Edmund seguía con la mirada fija en el lugar por el que se había marchado el trineo cuando oyó que alguien lo llamaba por su nombre, y al mirar a su alrededor vio a Lucy, que avanzaba hacia él desde otra parte del bosque.
—¡Edmund! —exclamó—. ¡Así que tú también has entrado! ¿No es maravilloso? Y ahora…
—De acuerdo —respondió Edmund—. Ya veo que tenías razón y que, después de todo, es un armario mágico. Diré que lo lamento, si quieres. Pero ¿dónde diablos has estado todo este tiempo? Te he buscado por todas partes.
—De haber sabido que habías entrado, te habría esperado —dijo ella, que se sentía muy feliz y emocionada para darse cuenta del modo tan irascible en que hablaba su hermano ni de lo sonrojado y extraño que estaba su rostro—. He estado almorzando con el señor Tumnus, el fauno, y se encuentra muy bien y la Bruja Blanca no le ha hecho nada por dejarme marchar, de modo que piensa que no debe de haberse enterado y que tal vez todo vaya bien al fin y al cabo.
—¿La Bruja Blanca? —preguntó Edmund—; ¿quién es?
—Es una persona terrible —respondió Lucy—. Se llama a sí misma la reina de Narnia aunque no tiene ningún derecho a ser reina, y todos los faunos, dríadas, enanos y animales, al menos todos los que son buenos, la odian. Y puede convertir a la gente en estatua de piedra y hacer toda clase de cosas horribles. Y ha pronunciado un encantamiento de modo que en Narnia sea siempre invierno, siempre es invierno pero nunca llega la Navidad. Y pasea por ahí en un trineo, tirado por renos, con su varita en la mano y una corona en la cabeza.
Edmund empezaba a encontrarse mal por haber comido demasiados dulces, y cuando oyó que la dama con la que había hecho amistad era una bruja peligrosa se sintió todavía peor. Pero de todos modos, seguía deseando volver a probar aquellas delicias turcas más que ninguna otra cosa en el mundo.
—¿Quién te contó todas esas tonterías sobre la Bruja Blanca? —preguntó.
—El señor Tumnus, el fauno —respondió Lucy.
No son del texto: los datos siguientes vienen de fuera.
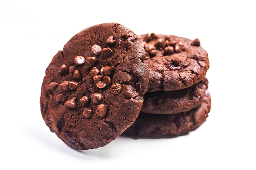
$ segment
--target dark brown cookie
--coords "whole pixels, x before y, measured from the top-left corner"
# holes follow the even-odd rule
[[[42,86],[42,115],[71,148],[102,147],[134,122],[149,70],[138,37],[117,23],[85,29],[53,57]]]
[[[139,36],[150,70],[148,91],[180,90],[204,77],[209,64],[198,39],[154,33]]]
[[[205,77],[196,84],[182,90],[147,92],[144,95],[141,111],[160,114],[186,112],[202,102],[208,87],[208,80]]]
[[[173,115],[155,115],[141,113],[134,124],[124,134],[144,137],[159,137],[178,135],[195,130],[208,117],[211,97],[207,94],[202,103],[186,112]]]

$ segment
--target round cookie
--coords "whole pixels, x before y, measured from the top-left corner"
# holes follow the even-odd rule
[[[198,107],[186,112],[174,115],[139,114],[134,124],[124,134],[144,137],[160,137],[178,135],[195,130],[208,116],[211,106],[211,97],[207,94]]]
[[[150,70],[148,92],[185,88],[205,76],[208,55],[199,39],[153,33],[139,37],[146,53],[144,62]]]
[[[175,114],[186,112],[202,102],[208,87],[206,77],[192,86],[174,91],[147,92],[141,111],[158,114]]]
[[[102,147],[130,126],[147,90],[145,52],[135,33],[114,23],[72,37],[45,71],[40,104],[51,130],[71,148]]]

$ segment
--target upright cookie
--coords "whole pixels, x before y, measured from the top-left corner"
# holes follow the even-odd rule
[[[150,70],[148,91],[172,91],[191,86],[204,77],[209,67],[199,40],[147,34],[139,36]]]
[[[72,37],[46,69],[40,103],[51,130],[70,147],[102,147],[130,126],[147,91],[149,70],[138,37],[117,23]]]
[[[140,137],[159,137],[187,133],[205,121],[211,106],[211,97],[207,91],[202,104],[188,112],[173,115],[141,113],[124,133]]]
[[[187,88],[174,91],[147,92],[141,111],[147,113],[175,114],[186,112],[202,102],[208,80],[205,77]]]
—No puedes creer siempre lo que cuentan los faunos —indicó él, intentando dar la impresión de que sabía mucho más sobre ellos que Lucy.
—¿Quién dice eso?
—Todo el mundo lo sabe —repuso Edmund—; pregúntale a cualquiera si quieres. ¿Sabes que no resulta nada agradable estar aquí en la nieve? Vamos a casa.
—Sí, vamos —asintió Lucy—. Edmund, estoy muy contenta de que tú también hayas entrado. Los otros tendrán que creer en Narnia ahora que nosotros dos hemos estado aquí. ¡Qué divertido será!
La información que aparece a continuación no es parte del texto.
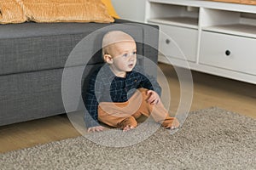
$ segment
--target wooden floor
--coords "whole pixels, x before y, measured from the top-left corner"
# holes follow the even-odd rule
[[[176,71],[171,65],[159,65],[170,84],[170,111],[175,113],[180,100]],[[256,118],[255,85],[196,71],[192,75],[194,94],[190,110],[218,106]],[[159,81],[162,78],[160,75]],[[66,115],[3,126],[0,127],[0,153],[79,135]]]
Sin embargo, el niño pensaba secretamente que no resultaría tan divertido para él como para ella. Tendría que admitir delante de sus hermanos que Lucy tenía razón y estaba seguro de que todos se pondrían del lado de los faunos y los animales; pero él estaba ya casi completamente de parte de la bruja. No sabía qué diría, ni cómo podría guardar su secreto una vez que todos ellos empezaran a hablar de Narnia.
Llevaban ya recorrido un buen trecho cuando, de improviso, sintieron que tenían abrigos a su alrededor en lugar de ramas, y al cabo de un instante estaban los dos de pie fuera del armario, en la habitación vacía.
—Oye —dijo Lucy—, tienes un aspecto terrible, Edmund. ¿Te encuentras bien?
—Estoy bien —respondió él, pero no era cierto; empezaba a sentirse muy enfermo.
—Vamos, pues —indicó ella—, busquemos a los otros. Tenemos muchas cosas que contarles. ¡Cuántas aventuras viviremos ahora que estamos todos metidos en esto!